6.7.10

Mãe preta


Lizete era breves. Cozinheira e lenços coloridos. O que ganhava dividia em dois. Metade dela, metade dele. Todo mês Zé Roberto aparecia, almoçava, banhava e ia. Mas em setembro sumiu. Foram dois anos varrendo casa sem cantar até doutor descobrir. O filho morto estava preso. Voltou. Magro. Morreu de AIDS. Desde então ela acabou. Até tentou se distrair com crediários. Comprou eletrodomésticos e discos do RPM. Depois não queria mais receber. Ia para rua distribuir dinheiro para meninos jogarem fliperama. No máximo ria de filmes de terror ou da bobissa dos pombos. Teve feridas nas pernas. Atendeu o telefone e cuspiu sangue. Morreu de mãe. Deixou na cômoda meses de salário enrolados no lenço preto que ela só usava nos dias de festa.

7 comentários:

Caetano disse...

ela morreu pra (re)tornar mãe.
que texto lindo. delicadeza de despedida.

bonito mesmo.
não pare mais. a gente agradece

beijão

Anônimo disse...

rapaz, que foda!
tenha a impressão que eu só escrevo isso aqui, sempre... rsrsr

e valeu pelo comentário da faca. Achei que vc não fosse nunca lá me ler!

abraço

Tay Barreto disse...

que coisa linda e verdadeira! é assim mesmo que as coisas acontecem.

Daniel. disse...

flavim cumpadi, é dificil falaralguma coisa, as palavras são enigmáticas e falam demais assim como os silencios, morreu de mãe, disso não resta duvida e ja ia esquecendo: muito bom suas palavras, como vc mesmo disse, as estórias curtas são infinitamente superiores

Fernanda Fassarella disse...

não tem outro jeito: mãe é mãe, e você sabe bem definir isso.
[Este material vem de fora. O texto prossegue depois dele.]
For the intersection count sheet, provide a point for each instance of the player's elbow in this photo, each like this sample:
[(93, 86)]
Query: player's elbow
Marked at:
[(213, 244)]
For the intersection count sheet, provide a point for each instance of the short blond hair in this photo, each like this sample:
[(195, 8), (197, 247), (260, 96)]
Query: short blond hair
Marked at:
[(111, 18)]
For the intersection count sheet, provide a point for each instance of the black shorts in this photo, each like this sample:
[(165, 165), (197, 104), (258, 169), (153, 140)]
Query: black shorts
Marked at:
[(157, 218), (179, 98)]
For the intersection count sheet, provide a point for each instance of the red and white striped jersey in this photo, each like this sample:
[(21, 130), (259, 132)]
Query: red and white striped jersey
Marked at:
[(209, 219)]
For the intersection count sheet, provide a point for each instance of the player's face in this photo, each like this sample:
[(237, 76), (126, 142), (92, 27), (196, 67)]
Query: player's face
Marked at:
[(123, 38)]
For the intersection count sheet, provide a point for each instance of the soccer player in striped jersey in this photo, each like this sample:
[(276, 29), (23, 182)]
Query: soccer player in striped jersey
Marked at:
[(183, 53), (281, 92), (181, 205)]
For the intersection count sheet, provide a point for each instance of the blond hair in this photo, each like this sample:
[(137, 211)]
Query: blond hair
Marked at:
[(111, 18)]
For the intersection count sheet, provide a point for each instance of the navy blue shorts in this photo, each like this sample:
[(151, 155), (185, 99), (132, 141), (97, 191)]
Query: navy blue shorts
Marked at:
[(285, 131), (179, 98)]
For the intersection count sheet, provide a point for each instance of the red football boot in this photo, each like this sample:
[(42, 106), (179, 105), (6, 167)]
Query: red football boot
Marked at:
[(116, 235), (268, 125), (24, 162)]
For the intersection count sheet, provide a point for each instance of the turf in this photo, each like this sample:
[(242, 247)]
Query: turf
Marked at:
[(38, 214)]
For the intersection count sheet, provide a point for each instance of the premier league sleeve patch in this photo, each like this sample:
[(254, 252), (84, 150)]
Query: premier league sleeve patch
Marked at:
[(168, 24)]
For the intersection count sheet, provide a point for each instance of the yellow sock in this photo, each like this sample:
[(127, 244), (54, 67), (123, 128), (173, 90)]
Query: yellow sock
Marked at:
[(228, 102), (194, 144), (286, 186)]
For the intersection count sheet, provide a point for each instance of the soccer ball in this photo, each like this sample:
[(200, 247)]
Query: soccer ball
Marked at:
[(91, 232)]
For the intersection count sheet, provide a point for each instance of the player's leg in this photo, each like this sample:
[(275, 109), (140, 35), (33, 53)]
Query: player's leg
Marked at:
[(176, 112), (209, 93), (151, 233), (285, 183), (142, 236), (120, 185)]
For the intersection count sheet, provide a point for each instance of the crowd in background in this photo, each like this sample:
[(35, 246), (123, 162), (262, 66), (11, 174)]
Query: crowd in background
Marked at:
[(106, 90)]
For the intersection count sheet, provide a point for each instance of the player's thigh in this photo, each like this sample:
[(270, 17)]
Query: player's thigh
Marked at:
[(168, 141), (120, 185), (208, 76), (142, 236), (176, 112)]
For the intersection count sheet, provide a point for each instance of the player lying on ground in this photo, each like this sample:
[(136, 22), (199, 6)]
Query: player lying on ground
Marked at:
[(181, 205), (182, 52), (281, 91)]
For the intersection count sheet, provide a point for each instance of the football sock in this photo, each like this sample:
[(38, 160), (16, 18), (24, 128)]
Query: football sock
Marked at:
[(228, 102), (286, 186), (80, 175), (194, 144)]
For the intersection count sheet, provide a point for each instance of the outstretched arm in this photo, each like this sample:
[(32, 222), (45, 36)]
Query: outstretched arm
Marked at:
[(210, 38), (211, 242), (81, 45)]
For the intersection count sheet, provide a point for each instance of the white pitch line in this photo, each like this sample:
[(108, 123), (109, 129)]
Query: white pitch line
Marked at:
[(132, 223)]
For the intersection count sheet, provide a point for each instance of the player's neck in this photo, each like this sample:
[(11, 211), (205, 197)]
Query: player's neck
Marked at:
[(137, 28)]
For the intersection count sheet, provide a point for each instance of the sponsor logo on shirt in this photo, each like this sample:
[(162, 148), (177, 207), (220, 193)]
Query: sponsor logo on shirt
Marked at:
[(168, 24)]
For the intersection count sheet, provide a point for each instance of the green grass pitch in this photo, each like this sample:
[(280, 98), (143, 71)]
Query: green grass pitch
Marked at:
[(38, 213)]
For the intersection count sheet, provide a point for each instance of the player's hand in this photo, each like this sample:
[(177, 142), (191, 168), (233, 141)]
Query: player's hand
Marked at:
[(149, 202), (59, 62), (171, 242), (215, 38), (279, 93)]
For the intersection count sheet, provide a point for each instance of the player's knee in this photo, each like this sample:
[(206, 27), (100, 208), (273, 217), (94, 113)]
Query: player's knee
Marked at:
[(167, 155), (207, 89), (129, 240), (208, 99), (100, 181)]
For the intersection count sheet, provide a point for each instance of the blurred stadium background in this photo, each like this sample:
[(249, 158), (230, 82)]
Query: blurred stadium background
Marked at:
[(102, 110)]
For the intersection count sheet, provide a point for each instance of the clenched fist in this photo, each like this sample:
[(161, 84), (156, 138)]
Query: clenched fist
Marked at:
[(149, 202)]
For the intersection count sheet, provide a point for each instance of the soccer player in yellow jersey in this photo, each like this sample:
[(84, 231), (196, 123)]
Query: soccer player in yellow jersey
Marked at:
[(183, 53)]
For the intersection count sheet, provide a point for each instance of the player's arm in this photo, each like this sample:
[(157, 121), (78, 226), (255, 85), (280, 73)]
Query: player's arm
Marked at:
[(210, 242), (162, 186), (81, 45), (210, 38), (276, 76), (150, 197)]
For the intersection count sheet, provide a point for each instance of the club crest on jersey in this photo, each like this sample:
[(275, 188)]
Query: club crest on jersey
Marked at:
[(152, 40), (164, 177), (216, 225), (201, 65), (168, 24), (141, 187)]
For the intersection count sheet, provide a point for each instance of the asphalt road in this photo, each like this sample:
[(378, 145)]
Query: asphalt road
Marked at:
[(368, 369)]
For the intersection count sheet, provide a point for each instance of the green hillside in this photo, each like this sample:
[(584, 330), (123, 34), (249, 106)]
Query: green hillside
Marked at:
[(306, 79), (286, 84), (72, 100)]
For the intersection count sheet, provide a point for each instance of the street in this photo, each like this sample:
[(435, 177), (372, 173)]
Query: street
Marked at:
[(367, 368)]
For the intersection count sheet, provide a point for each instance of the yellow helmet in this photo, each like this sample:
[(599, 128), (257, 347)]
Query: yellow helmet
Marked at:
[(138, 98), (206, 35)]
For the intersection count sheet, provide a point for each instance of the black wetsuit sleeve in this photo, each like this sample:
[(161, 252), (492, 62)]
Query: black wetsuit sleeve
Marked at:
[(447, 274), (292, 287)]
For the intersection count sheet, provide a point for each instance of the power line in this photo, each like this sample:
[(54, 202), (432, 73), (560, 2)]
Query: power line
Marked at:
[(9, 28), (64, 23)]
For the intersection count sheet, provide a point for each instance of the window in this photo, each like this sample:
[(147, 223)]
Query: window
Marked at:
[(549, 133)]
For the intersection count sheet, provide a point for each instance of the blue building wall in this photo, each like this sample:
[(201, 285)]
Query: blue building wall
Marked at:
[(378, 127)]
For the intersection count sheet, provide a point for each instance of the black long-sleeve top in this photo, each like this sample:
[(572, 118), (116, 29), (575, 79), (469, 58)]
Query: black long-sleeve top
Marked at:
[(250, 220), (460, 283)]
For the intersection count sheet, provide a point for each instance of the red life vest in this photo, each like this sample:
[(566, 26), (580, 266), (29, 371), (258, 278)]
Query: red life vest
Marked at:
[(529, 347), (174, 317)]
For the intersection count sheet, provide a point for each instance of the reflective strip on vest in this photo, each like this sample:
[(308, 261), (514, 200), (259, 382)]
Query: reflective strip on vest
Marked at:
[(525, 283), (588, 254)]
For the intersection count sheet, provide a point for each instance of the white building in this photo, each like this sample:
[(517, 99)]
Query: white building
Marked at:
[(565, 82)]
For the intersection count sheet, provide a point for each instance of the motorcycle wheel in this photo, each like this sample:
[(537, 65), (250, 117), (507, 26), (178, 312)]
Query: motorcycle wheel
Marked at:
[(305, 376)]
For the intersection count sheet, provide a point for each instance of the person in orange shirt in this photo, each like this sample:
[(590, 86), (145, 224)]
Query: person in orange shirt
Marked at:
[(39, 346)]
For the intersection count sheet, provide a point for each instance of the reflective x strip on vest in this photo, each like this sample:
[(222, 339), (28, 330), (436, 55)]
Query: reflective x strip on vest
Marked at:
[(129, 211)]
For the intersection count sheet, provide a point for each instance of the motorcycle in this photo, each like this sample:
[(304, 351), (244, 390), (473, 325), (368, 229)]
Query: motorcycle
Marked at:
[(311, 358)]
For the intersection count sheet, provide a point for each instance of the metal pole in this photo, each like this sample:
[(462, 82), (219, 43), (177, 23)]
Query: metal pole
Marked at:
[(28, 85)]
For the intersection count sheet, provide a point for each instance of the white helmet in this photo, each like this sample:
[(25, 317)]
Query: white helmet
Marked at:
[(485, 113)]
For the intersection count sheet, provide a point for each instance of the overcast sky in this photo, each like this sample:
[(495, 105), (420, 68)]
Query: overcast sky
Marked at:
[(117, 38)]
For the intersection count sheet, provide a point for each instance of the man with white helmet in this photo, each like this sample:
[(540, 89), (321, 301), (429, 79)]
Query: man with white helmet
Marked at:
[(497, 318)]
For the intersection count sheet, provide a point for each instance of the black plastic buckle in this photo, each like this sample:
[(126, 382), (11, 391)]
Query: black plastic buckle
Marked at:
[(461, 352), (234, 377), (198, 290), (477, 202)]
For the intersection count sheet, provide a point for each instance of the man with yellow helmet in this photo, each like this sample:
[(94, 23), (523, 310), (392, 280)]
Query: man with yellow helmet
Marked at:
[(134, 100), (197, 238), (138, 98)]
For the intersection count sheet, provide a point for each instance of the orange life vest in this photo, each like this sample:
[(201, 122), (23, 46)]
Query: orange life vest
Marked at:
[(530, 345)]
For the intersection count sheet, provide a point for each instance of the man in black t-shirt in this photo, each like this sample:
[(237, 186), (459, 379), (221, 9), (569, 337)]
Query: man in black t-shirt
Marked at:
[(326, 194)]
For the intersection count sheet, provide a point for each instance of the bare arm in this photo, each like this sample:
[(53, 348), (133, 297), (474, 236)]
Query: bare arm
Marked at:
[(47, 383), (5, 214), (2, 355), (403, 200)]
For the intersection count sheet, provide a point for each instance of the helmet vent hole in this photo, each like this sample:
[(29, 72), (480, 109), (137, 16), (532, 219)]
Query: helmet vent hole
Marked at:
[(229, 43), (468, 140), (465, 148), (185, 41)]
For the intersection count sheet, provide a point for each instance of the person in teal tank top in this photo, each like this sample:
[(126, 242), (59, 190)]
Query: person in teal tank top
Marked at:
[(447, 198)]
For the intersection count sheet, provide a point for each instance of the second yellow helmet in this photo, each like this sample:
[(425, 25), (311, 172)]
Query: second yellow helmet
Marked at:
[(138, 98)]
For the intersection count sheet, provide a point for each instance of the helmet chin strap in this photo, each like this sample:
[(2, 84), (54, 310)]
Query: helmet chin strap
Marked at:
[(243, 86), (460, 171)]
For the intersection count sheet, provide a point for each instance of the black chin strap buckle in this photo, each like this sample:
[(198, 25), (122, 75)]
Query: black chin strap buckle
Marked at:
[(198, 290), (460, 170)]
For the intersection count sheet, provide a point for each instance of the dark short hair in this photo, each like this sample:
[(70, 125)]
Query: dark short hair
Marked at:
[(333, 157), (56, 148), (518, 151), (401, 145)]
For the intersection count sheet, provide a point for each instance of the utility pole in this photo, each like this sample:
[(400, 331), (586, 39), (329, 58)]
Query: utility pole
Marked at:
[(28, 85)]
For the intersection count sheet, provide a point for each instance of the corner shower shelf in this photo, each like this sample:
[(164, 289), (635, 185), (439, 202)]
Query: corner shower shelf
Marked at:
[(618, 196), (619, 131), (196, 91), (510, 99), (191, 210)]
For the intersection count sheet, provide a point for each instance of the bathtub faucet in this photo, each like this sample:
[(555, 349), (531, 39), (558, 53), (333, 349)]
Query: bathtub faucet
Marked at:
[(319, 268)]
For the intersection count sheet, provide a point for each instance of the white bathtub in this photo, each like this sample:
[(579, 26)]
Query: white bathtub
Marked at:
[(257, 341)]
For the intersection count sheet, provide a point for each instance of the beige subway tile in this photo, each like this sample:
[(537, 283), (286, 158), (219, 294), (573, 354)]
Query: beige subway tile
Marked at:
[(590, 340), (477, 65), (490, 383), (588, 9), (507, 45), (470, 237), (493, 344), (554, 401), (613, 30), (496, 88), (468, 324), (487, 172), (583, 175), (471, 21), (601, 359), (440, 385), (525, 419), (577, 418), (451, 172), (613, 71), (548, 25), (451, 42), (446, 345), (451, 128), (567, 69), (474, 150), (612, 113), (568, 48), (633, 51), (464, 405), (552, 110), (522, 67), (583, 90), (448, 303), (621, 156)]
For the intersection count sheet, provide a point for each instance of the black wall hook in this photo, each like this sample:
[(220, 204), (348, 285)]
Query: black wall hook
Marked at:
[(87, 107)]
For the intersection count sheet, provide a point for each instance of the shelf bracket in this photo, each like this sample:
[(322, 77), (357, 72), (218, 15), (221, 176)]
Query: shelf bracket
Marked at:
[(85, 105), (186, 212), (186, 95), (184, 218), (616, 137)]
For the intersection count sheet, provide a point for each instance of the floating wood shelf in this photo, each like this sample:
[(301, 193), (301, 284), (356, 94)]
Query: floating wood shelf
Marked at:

obrigada por escrever outra vez. era preciso!

e obrigada pela visita! suas palavras me ajudaram a retomar.

um beijo!! continue por aqui!

Ana Aguiar disse...

mas que sutileza, estou lendo o máximo que puder por aqui, me agrada muito.
abraço

Paula Falcão disse...

"Morreu de mãe".

Que coisa linda, flávio!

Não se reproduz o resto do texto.